It’s also the story of Otis (William Sanderson), a local redneck (I’ve never been to upstate New York but I still find it amusing how movies always portray it as being a step away from Deliverance country) who spends his time talking to his father’s gravestone.  Apparently, when Otis was younger, he found out his girlfriend was cheating on him so he branded her with an H.  Why an H?  Because, we’re told, Otis doesn’t know how to spell whore.

Well, okay then…

Actually, if you’ve watched any number of these type of films, you’ll immediately recognize William Sanderson.  Sanderson played a countless number of backwoods weirdos and he always did a pretty good job.  (He also played the poignantly sympathetic J.F. Sebastian in Blade Runner.)  Interestingly enough, in real life, Sanderson has a law degree.

Savage Weekend, incidentally, has a brilliant opening.  After running through the woods, a woman finds herself cornered by Otis.  As Otis approaches her, he gives her a strange little half-smile.  It’s super creepy and scary and the rest of the film never lives up to it.

That said, Savage Weekend is an interesting film, even if it’s not a particularly good one.  I’m not sure if it’s intentional or if it’s a happy byproduct of the filmmaker’s general incompetence but Savage Weekend has a truly surreal feel to it.  It moves at a deliberate, almost dream-like pace.  Characters appear and then vanish for lengthy periods of time.  Plot points are raised and then abandoned.  As a result of an inconsistent script, much is hinted at without ever being truly revealed.  It makes for a very odd viewing experience.

Plotwise, it’s your standard slasher film.  A group of people find themselves in an isolated location and are picked off, one-by-one, by a masked killer.  Whereas most slasher films feature teenage victims, Savage Weekend is distinguished by the fact that all of the victims are adults and they’re all way too old and successful to justify continually making the type of stupid decisions necessary for a slasher movie to work.  Two of them, Robert (Jim Doerr) and Jay (Devin Goldenberg), are stockbrokers.  Marie (Marilyn Hamlin) is the ex-wife of the Governor of New York’s press secretary.  (At one point, someone mentions that the governor was corrupt and apparently committed suicide.  It’s one of those plot points that comes out of nowhere.)  Meanwhile, Marie’s sister, Shirley (Caitlin O’Heany), is accompanied by her best friend, Nicky (Christopher Allport).  Nicky is flamboyantly gay and, shortly after being introduced, he single-handedly beats up three rednecks and then dramatically announced, “I was raised in the Bronx!”
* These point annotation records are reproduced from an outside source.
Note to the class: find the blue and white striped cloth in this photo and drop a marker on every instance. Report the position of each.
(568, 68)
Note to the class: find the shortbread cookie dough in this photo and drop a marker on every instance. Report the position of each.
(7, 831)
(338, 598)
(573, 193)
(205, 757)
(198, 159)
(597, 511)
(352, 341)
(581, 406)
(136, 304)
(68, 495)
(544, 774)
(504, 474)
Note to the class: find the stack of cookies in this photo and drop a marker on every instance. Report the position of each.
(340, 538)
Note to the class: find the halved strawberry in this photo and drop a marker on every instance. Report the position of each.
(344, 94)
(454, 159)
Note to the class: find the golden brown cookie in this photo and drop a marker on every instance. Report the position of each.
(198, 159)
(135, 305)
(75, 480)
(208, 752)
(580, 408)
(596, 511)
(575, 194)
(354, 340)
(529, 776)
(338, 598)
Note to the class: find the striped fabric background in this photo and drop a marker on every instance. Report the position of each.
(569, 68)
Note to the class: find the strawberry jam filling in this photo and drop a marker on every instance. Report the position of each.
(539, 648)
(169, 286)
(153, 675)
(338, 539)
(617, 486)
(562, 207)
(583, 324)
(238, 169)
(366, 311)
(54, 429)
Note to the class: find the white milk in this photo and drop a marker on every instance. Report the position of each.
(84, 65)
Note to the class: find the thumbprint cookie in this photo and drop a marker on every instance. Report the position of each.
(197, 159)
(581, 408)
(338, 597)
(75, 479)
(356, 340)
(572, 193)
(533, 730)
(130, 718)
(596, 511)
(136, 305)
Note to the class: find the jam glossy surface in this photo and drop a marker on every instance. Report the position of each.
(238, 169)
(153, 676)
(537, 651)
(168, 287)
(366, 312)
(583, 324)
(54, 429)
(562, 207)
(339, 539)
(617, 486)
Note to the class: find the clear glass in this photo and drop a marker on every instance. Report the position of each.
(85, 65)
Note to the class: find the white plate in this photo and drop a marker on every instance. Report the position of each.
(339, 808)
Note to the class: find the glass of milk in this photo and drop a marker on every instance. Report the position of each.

Since the first murder doesn’t take place until an hour into the film, we spend more time than usual getting to know our victims but none of them behave in any sort of consistent manner, which adds to the film’s dreamlike feel.  Nicky clutches a barbed wire fence while watching Shirley fool around with Jay.  Marie appears to be on the verge of touching herself while listening to the story about Otis branding his girlfriend.  Later, a good deal of screen time is devoted to Marie and another redneck milking a cow, with the camera zooming in on the milk shooting out of the udders.  While being stalked by the killer, Nicky puts on makeup while a lingerie-clad Shirley dances through the house while tango music plays on the soundtrack.

It all just feels very odd and strangely paced, as if huge chunks of the script were either not filmed or left on the editing room floor.  But that oddness (along with the boom mic) is exactly what makes Savage Weekend an interesting movie.